Não é obrigatório para fazer a conciliação em si, mas ter uma conta separada para o negócio torna o processo muito mais simples e confiável. Misturar movimentações pessoais e da loja na mesma conta cria confusão difícil de desfazer. Se ainda usa conta pessoal, separe o quanto antes — consulte seu contador sobre as implicações tributárias dessa mudança.
E se o saldo do meu controle nunca bater com o extrato do banco?
Isso geralmente indica um ou mais erros sistemáticos: tarifas não registradas, lançamentos em trânsito que não foram controlados, ou transações feitas fora do controle (como saques avulsos). Comece identificando as divergências mais antigas e trabalhe em ordem cronológica. Se não conseguir resolver, peça ajuda ao seu contador.

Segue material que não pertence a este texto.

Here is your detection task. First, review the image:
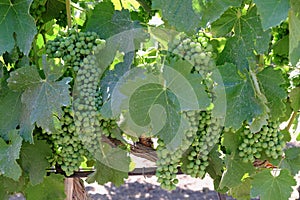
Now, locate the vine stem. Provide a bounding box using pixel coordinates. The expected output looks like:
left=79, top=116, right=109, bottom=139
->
left=66, top=0, right=72, bottom=28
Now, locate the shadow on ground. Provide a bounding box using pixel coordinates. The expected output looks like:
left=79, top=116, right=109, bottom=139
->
left=85, top=182, right=233, bottom=200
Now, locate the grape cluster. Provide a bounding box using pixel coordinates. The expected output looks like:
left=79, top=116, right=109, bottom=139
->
left=73, top=44, right=104, bottom=157
left=48, top=107, right=86, bottom=176
left=169, top=32, right=215, bottom=75
left=55, top=9, right=68, bottom=27
left=272, top=21, right=289, bottom=65
left=46, top=29, right=104, bottom=72
left=238, top=122, right=285, bottom=162
left=156, top=111, right=199, bottom=190
left=30, top=0, right=47, bottom=27
left=183, top=111, right=220, bottom=178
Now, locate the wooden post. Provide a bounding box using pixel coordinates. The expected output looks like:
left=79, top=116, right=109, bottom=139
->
left=65, top=178, right=74, bottom=200
left=65, top=177, right=88, bottom=200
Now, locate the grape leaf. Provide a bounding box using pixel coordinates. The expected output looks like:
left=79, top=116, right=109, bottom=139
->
left=222, top=131, right=240, bottom=155
left=273, top=35, right=290, bottom=57
left=86, top=144, right=130, bottom=186
left=217, top=63, right=262, bottom=129
left=211, top=8, right=237, bottom=37
left=20, top=104, right=35, bottom=144
left=281, top=147, right=300, bottom=175
left=0, top=130, right=22, bottom=181
left=152, top=0, right=201, bottom=33
left=216, top=7, right=270, bottom=69
left=25, top=174, right=66, bottom=200
left=257, top=67, right=287, bottom=120
left=251, top=170, right=296, bottom=200
left=228, top=178, right=251, bottom=200
left=202, top=0, right=242, bottom=25
left=100, top=52, right=134, bottom=118
left=290, top=87, right=300, bottom=112
left=42, top=0, right=66, bottom=22
left=0, top=176, right=27, bottom=199
left=85, top=1, right=148, bottom=75
left=289, top=0, right=300, bottom=65
left=254, top=0, right=290, bottom=30
left=219, top=153, right=254, bottom=189
left=0, top=90, right=22, bottom=139
left=206, top=145, right=224, bottom=177
left=86, top=1, right=145, bottom=41
left=20, top=140, right=51, bottom=185
left=112, top=61, right=210, bottom=148
left=0, top=0, right=37, bottom=55
left=8, top=65, right=71, bottom=132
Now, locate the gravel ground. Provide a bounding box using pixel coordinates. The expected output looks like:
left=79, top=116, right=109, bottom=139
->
left=10, top=156, right=300, bottom=200
left=86, top=175, right=237, bottom=200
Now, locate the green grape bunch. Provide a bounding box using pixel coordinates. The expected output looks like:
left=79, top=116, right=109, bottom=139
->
left=73, top=41, right=105, bottom=158
left=182, top=111, right=220, bottom=178
left=169, top=32, right=215, bottom=75
left=30, top=0, right=47, bottom=27
left=156, top=111, right=199, bottom=190
left=48, top=107, right=86, bottom=176
left=238, top=121, right=285, bottom=162
left=46, top=29, right=103, bottom=72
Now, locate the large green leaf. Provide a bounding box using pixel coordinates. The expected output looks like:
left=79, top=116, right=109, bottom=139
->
left=217, top=7, right=271, bottom=69
left=220, top=153, right=254, bottom=188
left=25, top=174, right=66, bottom=200
left=257, top=67, right=287, bottom=120
left=86, top=1, right=145, bottom=42
left=254, top=0, right=290, bottom=30
left=42, top=0, right=66, bottom=22
left=87, top=144, right=130, bottom=186
left=0, top=0, right=36, bottom=55
left=251, top=169, right=296, bottom=200
left=8, top=65, right=71, bottom=132
left=281, top=147, right=300, bottom=175
left=0, top=175, right=27, bottom=199
left=0, top=90, right=22, bottom=138
left=112, top=61, right=210, bottom=148
left=289, top=0, right=300, bottom=65
left=222, top=131, right=240, bottom=155
left=20, top=140, right=51, bottom=185
left=290, top=87, right=300, bottom=112
left=214, top=63, right=263, bottom=129
left=0, top=131, right=22, bottom=181
left=152, top=0, right=201, bottom=33
left=228, top=178, right=251, bottom=200
left=100, top=52, right=134, bottom=118
left=211, top=8, right=238, bottom=37
left=202, top=0, right=242, bottom=25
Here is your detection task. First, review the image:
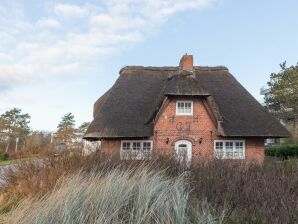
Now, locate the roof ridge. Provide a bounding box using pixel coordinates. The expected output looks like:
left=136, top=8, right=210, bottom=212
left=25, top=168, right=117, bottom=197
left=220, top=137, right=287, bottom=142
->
left=119, top=66, right=229, bottom=74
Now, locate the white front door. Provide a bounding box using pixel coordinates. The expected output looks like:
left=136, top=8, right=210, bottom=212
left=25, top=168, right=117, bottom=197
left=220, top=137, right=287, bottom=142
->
left=175, top=140, right=192, bottom=166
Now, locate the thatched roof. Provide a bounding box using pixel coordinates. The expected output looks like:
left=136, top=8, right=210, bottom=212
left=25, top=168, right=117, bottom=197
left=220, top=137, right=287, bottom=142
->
left=85, top=66, right=288, bottom=139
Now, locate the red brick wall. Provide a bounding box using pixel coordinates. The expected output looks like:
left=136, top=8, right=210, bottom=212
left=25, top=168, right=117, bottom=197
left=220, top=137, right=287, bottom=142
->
left=154, top=98, right=216, bottom=161
left=101, top=98, right=264, bottom=163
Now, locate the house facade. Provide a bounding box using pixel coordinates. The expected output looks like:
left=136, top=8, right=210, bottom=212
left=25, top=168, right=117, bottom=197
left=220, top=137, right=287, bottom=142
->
left=84, top=55, right=288, bottom=164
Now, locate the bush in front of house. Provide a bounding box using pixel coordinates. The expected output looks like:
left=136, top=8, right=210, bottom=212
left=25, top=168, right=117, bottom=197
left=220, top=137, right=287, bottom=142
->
left=265, top=144, right=298, bottom=159
left=0, top=154, right=298, bottom=224
left=5, top=167, right=220, bottom=224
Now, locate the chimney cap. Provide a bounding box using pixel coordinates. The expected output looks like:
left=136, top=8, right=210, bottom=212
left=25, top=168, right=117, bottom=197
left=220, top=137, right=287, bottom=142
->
left=179, top=53, right=193, bottom=71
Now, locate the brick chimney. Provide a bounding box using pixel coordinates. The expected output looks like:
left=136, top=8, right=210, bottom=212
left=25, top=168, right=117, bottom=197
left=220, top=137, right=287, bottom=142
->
left=179, top=54, right=193, bottom=71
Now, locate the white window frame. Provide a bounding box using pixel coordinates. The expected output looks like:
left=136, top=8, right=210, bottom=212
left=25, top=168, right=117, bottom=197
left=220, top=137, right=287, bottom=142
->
left=176, top=100, right=193, bottom=116
left=120, top=140, right=153, bottom=160
left=213, top=140, right=245, bottom=159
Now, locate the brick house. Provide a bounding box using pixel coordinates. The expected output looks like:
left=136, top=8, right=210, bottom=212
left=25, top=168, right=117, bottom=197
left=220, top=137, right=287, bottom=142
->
left=84, top=55, right=288, bottom=164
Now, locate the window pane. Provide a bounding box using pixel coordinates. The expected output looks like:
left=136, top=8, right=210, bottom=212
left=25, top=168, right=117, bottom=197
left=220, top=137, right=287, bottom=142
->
left=234, top=142, right=244, bottom=158
left=225, top=142, right=233, bottom=159
left=143, top=142, right=151, bottom=151
left=122, top=142, right=130, bottom=150
left=132, top=142, right=141, bottom=151
left=177, top=102, right=192, bottom=115
left=215, top=142, right=224, bottom=159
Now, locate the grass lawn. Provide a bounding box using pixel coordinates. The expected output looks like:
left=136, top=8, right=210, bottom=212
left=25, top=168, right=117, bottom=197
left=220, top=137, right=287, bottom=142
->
left=0, top=156, right=39, bottom=166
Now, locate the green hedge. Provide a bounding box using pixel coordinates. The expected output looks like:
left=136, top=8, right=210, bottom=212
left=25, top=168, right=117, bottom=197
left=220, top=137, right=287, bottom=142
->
left=265, top=144, right=298, bottom=159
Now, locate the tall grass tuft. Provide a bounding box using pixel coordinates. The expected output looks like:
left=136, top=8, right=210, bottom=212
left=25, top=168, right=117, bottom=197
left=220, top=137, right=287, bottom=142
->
left=5, top=167, right=220, bottom=224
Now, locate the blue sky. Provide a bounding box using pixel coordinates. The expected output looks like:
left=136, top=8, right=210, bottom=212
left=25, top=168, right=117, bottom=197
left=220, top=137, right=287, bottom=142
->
left=0, top=0, right=298, bottom=131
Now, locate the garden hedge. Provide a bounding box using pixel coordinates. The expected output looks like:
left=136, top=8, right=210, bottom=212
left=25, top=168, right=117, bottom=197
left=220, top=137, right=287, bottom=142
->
left=265, top=144, right=298, bottom=159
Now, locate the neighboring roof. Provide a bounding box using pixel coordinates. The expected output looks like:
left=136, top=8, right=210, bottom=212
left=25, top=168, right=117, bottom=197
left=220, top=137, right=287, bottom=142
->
left=85, top=66, right=289, bottom=139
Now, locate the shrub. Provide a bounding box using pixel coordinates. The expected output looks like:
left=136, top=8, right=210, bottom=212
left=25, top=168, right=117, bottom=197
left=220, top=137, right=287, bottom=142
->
left=0, top=154, right=298, bottom=224
left=265, top=144, right=298, bottom=159
left=0, top=152, right=9, bottom=161
left=4, top=167, right=221, bottom=224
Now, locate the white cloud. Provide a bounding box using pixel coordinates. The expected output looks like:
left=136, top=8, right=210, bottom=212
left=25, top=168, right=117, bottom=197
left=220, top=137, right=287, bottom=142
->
left=37, top=18, right=61, bottom=29
left=0, top=0, right=218, bottom=91
left=54, top=4, right=88, bottom=17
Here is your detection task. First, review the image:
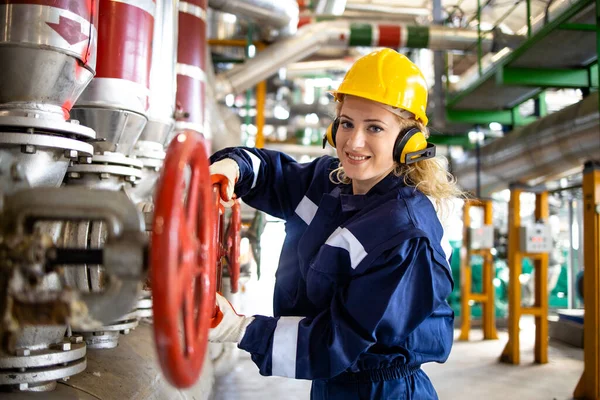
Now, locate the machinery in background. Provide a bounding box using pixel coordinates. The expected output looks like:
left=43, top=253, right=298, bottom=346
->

Posso usar o extrato da maquininha no lugar do extrato bancário?
São documentos complementares, não substitutos. O extrato da maquininha mostra as vendas aprovadas, mas o dinheiro só aparece no extrato bancário quando é efetivamente creditado — e pode haver desconto de taxa nesse caminho. Use os dois juntos para ter o controle completo.
Quanto tempo leva para fazer a conciliação bancária manual?
Para um período semanal com até 100 lançamentos, entre 30 e 60 minutos é suficiente se o controle interno estiver bem preenchido. Quanto mais bagunçado estiver o registro interno, mais tempo leva. Por isso, manter o controle atualizado dia a dia é o que torna a conciliação rápida.
A conciliação bancária substitui o serviço do contador?
Não. A conciliação bancária manual é uma ferramenta de gestão do caixa para o lojista — ela ajuda você a tomar decisões no dia a dia. O contador cuida da contabilidade formal, das obrigações fiscais, do Simples Nacional e de outras questões legais. As duas coisas se complementam: um controle bem feito de sua parte facilita (e barateia) o trabalho do contador.